Channel 4's head of news has defended the right of journalists to call out politicians for telling lies.

Dorothy Byrne delivered a keynote speech at the Edinburgh TV Festival on Wednesday, calling Prime Minister Boris Johnson a "coward" for not granting news interviews.

She also said he was "a known liar".

Byrne told the BBC: "If someone has deliberately spoken an untruth and we have evidence, we have to consider saying that what is said is a lie."

In her MacTaggart Lecture, she said: "What we all need to decide: what do we do when a known liar becomes our Prime Minister? I've talked to journalists from several television organisations about this issue. They said they would be loath to use that word 'liar'.

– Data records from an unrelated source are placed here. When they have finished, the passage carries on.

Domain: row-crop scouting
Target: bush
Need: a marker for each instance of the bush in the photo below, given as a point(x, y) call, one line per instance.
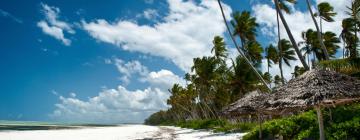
point(344, 125)
point(217, 125)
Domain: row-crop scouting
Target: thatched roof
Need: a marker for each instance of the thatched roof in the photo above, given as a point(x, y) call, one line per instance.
point(315, 87)
point(252, 103)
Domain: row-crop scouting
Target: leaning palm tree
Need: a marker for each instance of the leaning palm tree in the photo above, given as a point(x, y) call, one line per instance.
point(308, 38)
point(244, 26)
point(326, 13)
point(319, 35)
point(219, 48)
point(349, 37)
point(288, 54)
point(288, 31)
point(254, 51)
point(239, 50)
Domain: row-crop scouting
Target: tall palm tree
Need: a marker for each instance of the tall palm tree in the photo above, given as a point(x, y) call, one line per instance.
point(308, 38)
point(288, 54)
point(219, 48)
point(349, 37)
point(254, 51)
point(312, 45)
point(353, 12)
point(244, 26)
point(239, 49)
point(288, 31)
point(271, 55)
point(325, 12)
point(319, 34)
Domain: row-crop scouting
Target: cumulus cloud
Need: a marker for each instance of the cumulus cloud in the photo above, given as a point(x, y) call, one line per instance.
point(111, 106)
point(9, 15)
point(120, 105)
point(54, 27)
point(186, 32)
point(298, 22)
point(129, 69)
point(151, 14)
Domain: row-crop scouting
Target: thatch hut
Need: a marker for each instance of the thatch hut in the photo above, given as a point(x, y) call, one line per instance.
point(315, 89)
point(251, 104)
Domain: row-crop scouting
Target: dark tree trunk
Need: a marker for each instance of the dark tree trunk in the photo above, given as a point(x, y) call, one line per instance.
point(239, 49)
point(291, 37)
point(319, 34)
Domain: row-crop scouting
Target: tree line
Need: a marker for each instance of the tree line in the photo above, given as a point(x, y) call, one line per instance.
point(216, 81)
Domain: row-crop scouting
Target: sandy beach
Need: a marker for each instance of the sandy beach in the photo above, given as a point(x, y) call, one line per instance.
point(124, 132)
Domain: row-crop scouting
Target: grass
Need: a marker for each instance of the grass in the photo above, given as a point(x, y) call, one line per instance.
point(217, 125)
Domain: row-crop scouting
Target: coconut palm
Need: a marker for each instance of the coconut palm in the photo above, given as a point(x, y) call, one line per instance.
point(254, 50)
point(288, 54)
point(319, 34)
point(239, 49)
point(288, 31)
point(244, 26)
point(219, 48)
point(277, 80)
point(312, 44)
point(308, 38)
point(271, 55)
point(349, 37)
point(325, 12)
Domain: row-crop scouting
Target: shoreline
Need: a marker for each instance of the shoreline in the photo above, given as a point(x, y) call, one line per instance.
point(130, 132)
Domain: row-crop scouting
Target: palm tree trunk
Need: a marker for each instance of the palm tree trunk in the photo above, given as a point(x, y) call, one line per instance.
point(240, 51)
point(319, 34)
point(291, 37)
point(281, 72)
point(321, 122)
point(260, 126)
point(279, 48)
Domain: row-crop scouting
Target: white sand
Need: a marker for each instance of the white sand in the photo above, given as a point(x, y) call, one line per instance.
point(125, 132)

"Remember when Andrew Marr told [former defence secretary] Penny Mordaunt her claim that the UK couldn't stop Turkey from joining the EU was 'strange'?

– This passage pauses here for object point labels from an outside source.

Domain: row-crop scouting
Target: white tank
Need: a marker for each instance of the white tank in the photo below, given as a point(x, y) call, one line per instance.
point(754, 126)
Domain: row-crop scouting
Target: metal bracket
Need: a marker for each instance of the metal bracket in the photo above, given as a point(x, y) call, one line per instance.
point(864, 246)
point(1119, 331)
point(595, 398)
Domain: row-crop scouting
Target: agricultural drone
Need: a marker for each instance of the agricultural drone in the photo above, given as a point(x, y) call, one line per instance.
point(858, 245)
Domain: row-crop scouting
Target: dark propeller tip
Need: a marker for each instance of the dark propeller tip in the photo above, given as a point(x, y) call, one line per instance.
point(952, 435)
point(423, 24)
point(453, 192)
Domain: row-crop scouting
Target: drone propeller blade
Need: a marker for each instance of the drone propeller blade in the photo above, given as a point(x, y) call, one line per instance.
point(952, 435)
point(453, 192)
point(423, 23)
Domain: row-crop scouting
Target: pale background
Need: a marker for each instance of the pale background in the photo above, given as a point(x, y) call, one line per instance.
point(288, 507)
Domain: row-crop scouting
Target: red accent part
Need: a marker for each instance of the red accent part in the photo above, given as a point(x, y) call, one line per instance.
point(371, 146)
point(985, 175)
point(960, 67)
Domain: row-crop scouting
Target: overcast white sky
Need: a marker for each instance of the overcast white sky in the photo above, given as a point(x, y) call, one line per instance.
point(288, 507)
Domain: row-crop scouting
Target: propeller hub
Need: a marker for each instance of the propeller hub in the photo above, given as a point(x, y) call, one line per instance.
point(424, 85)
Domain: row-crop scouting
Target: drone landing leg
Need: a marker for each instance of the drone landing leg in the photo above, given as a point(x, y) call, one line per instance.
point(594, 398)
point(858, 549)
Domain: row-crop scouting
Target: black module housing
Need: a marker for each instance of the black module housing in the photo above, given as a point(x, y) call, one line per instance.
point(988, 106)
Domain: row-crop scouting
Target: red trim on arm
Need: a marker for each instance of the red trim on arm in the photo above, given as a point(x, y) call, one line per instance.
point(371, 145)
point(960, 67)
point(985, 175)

"It was strange, but it was also untrue - a lie. Is it time for us to start using the L-word? I believe that we need to start calling politicians out as liars when they lie. If we continue to be so polite, how will our viewers know that politicians are lying?"

She added that it "isn't necessarily obvious" to the audience when politicians are untruthful in interviews.

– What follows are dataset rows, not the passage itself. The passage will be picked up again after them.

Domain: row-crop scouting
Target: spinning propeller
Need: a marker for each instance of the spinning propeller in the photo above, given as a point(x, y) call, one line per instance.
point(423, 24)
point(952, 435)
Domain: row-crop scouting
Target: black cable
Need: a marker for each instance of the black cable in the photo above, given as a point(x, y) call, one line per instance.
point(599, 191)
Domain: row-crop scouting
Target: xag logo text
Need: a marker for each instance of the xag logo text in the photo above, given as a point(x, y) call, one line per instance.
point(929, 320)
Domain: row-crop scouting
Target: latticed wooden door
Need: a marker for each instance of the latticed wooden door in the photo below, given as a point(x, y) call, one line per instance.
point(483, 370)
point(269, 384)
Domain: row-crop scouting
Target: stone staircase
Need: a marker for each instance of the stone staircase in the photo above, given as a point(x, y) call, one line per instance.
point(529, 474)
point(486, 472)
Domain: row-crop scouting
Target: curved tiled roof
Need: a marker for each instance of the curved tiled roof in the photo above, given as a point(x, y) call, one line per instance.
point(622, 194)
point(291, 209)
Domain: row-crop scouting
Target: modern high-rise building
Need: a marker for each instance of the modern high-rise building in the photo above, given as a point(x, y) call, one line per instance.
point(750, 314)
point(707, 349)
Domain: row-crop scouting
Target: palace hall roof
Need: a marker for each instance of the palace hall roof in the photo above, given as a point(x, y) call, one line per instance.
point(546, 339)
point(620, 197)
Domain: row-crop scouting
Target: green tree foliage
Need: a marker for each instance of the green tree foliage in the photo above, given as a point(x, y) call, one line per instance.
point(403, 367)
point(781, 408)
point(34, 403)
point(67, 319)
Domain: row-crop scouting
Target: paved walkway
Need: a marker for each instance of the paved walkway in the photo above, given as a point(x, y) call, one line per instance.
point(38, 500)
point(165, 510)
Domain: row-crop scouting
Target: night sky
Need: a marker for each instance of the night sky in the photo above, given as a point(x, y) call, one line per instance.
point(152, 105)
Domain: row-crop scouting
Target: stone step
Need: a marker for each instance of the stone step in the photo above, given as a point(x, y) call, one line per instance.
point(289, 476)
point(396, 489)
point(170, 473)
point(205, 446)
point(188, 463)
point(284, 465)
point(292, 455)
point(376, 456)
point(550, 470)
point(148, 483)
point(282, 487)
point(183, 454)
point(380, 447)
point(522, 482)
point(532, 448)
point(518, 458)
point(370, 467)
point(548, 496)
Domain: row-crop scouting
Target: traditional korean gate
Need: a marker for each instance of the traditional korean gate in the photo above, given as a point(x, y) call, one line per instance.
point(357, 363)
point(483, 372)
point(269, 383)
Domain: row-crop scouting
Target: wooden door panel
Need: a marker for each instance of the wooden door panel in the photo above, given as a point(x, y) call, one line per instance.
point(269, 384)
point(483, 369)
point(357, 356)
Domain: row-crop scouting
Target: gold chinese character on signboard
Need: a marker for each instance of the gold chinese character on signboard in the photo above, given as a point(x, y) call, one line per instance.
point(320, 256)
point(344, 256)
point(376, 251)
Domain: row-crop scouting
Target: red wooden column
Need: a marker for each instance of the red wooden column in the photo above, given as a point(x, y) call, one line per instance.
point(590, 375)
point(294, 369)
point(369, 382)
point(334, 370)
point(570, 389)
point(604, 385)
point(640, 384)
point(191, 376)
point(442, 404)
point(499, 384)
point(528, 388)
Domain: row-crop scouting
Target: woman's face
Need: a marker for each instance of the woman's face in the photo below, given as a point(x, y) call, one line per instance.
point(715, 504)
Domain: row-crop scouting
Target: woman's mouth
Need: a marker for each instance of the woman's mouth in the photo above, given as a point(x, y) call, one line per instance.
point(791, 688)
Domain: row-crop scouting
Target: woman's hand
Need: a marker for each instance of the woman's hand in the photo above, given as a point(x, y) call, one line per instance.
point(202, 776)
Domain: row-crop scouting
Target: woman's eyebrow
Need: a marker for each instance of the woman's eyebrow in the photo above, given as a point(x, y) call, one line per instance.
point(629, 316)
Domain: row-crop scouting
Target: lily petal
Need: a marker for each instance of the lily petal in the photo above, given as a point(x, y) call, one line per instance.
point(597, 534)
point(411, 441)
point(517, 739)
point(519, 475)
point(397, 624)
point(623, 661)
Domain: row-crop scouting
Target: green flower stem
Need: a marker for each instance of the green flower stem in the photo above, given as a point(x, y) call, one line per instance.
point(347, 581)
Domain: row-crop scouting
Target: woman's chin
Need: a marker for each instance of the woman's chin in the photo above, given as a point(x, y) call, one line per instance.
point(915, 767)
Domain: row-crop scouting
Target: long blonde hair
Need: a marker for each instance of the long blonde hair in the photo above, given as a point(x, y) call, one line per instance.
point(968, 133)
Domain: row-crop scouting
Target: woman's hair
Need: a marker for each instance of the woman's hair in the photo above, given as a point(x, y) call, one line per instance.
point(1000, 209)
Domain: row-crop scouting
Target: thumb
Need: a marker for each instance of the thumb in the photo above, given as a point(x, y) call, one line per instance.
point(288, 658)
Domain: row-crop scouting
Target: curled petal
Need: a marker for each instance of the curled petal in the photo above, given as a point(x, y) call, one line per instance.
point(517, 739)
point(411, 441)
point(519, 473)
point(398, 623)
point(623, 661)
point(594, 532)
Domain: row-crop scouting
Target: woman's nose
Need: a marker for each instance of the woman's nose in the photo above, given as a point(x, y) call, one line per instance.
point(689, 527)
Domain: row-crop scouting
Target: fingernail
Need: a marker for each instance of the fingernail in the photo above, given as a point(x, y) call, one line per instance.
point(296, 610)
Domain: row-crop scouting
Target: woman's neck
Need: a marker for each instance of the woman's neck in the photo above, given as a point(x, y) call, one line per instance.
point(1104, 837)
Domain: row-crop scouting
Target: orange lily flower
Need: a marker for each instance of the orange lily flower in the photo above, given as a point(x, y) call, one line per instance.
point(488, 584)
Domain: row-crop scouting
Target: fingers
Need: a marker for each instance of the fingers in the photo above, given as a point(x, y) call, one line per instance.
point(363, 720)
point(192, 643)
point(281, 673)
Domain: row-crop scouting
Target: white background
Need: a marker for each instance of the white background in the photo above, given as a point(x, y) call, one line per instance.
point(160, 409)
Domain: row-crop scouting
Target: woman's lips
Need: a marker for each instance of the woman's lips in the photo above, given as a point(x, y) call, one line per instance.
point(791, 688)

"They are not journalists, they don't have all day to research stories," she said on BBC Radio 4's Today programme on Thursday. "Journalists have a purpose. We go away and study and research whether what politicians say is true and then we ask them informed questions and make them accountable."

'They should come onto television'

Byrne lamented the time given over to journalistic scrutiny by the present prime minister, former PM Theresa May and leader of the opposition Jeremy Corbyn.

"Boris Johnson and Jeremy Corbyn are cowards," she said. "If they really believe in the policies they promote, they should come onto television to explain them, to allow them to be scrutinised and to justify them."

Byrne, who was made Channel 4's editor of current affairs in 1998, also spoke about an industry that she said was rife with sexism..

"That's one of the things about being an old lady, you gather a lot of information over the years. To men who have behaved badly in the past, I say this: you know who you are. And so do I.

Her views were well-received by others in the the media industry.